Água,
nem de chuva nem do homem. Comia-se o que dava, porque o que mais se fazia por
ali era dar. E como se dá o nada? Dividia-se um vazio no prato e um buraco no
estômago, mas a fartura no peito transbordava.
Comida
nem no imaginário, não se pode ter imaginação sem oxigênio na mente, e o pouco
que aparecia durante o sono era logo consumido pelos sonhos. E como se rezava
por ali, cantos, orações e terços para um milagre acontecer. E se milagre pode
ter outro nome, uma ONG os revelara.
Era
um domingo, e não chovia quando aquele caminhão levantou poeira. Outros carros
o seguiam. Os olhos fundos nem pensaram, apenas olhavam e não criam. Pessoas
lindas, cabelos limpos e cheirosos. E de dentro daquele monstro começaram a
sair coisas.
Saíam
sacos, saíam garrafas, saíam produtos de limpezas e comida, muita comida. Os quase
300 habitantes não podiam sorrir ou chorar, muita complexidade para tudo
aquilo. Só faziam esticar os mirrados pulsos e tentar segurar tanta coisa.
Logo
as casas estavam abastecidas, as crianças enfim dormiam pela barriga cheia e
não para esquecê-la. E quando pensavam que tudo tinha acabado e que poderiam
enfim chorar ou agradecer.
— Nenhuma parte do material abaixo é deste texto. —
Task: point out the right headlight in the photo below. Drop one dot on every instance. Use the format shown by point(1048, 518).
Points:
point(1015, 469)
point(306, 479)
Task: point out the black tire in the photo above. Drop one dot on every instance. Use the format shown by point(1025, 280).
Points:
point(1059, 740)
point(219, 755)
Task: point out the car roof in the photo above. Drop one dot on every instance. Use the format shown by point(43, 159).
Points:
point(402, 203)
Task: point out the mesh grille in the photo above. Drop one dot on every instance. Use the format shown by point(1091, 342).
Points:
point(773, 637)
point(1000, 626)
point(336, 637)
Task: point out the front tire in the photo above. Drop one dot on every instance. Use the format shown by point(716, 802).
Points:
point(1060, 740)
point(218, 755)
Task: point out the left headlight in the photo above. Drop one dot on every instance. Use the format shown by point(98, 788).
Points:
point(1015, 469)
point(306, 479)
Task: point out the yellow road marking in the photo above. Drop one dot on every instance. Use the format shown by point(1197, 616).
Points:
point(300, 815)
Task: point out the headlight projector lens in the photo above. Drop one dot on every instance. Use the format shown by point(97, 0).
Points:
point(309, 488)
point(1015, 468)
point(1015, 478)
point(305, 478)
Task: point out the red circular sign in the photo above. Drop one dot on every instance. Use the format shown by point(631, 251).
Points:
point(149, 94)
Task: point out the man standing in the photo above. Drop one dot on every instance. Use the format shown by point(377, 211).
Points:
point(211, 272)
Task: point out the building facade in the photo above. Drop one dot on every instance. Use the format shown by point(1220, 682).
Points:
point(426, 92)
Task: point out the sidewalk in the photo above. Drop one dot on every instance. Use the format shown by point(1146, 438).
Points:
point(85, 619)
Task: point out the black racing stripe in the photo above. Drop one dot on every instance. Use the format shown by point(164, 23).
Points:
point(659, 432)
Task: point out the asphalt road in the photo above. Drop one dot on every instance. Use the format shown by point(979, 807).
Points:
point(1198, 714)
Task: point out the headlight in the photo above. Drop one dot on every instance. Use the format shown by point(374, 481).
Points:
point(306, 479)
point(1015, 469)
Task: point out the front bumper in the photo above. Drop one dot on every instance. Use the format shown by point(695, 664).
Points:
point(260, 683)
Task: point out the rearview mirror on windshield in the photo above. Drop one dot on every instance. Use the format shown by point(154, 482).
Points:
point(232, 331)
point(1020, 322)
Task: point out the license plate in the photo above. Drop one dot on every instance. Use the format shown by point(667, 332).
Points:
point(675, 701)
Apareceu um TV. Sim, eles já tinham escutado algo a
respeito, e agora comprovaram que pessoas e a vida poderiam caber ali.
Reuniram-se
em volta para ver qualquer coisa que pudesse e sorriram várias vezes, tocaram a
tela outras mais. E por instantes se calaram e ficaram atentos. Não podiam crer
que se podia pegar dinheiro de avião sendo atirado ao ar. Sim. Havia um bom
homem que fazia isso, linda voz, diriam. E viam que existiam muitos como eles,
desesperados atrás de uma nota ao menos.
Então,
um grupo se reuniu, uns 10 ou menos. Levantou-se e cada qual foi até seu
casebre. Acostumados a dividir, pegaram algo de dentro. Colocaram perto do
caminhão, fazendo todos prometerem que ajudassem os coitados que se matavam
pelo dinheiro.
Não
era justo apenas eles serem agraciados se outros mais também - miseráveis como
eles - careciam de atenção. O TV ficou, acabaria muito mais tarde que todos os
provimentos, mas tão leve quanto os corpos dos de lá estava a consciência de
cada um deles.
Era
abril e fazia 33 graus às 21h.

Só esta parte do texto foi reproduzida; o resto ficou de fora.